Узкие оконца бывшей кельи скупы на свет, словно смущались скромной обстановки: настенный портрет Дзержинского, высокий кованый сундук, простой табурет и рабочий стол с телефоном.
Грузный здоровяк двинулся навстречу приятелю, улыбка задобрила скуластое лицо с прокуренными усами:
— Пойми, старина! Жду звонка из Питера. И жена вот-вот… — Он, прислушиваясь, смотрел на белую стену. — Время уж…

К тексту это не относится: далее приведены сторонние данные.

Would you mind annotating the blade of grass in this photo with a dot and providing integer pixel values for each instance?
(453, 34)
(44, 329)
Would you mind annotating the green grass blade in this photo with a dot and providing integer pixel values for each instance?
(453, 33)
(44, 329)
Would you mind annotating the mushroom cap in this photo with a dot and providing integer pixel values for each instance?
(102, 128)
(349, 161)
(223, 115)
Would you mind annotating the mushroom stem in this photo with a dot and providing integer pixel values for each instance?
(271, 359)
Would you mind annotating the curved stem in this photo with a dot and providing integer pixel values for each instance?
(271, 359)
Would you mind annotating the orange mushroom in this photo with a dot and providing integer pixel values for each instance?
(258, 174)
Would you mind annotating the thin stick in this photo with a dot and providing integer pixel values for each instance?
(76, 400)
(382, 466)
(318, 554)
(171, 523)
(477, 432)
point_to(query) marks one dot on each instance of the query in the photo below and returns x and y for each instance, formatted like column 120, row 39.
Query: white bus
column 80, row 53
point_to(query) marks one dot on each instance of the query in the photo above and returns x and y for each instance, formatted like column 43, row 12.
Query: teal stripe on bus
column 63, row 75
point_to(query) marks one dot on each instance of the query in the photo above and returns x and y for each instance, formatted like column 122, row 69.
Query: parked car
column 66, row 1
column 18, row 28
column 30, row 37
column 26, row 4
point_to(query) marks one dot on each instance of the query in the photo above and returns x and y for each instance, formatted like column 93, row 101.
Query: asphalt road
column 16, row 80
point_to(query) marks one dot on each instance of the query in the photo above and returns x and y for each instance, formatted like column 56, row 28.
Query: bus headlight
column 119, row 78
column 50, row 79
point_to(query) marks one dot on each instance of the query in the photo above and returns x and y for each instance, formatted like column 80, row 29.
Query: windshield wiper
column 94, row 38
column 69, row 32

Его беспокойство понятно: первые Тамарины роды печальны — разрешилась мертвеньким младенцем. За стеной тихо. И Воркун, облегченно вздохнув, придвинул приятелю табурет. А сам, расхаживая по комнате и дымя папиросой, рассказывал о рискованной операции — чекисты совместно с милицией на хуторе Топор накрыли самогонщиков.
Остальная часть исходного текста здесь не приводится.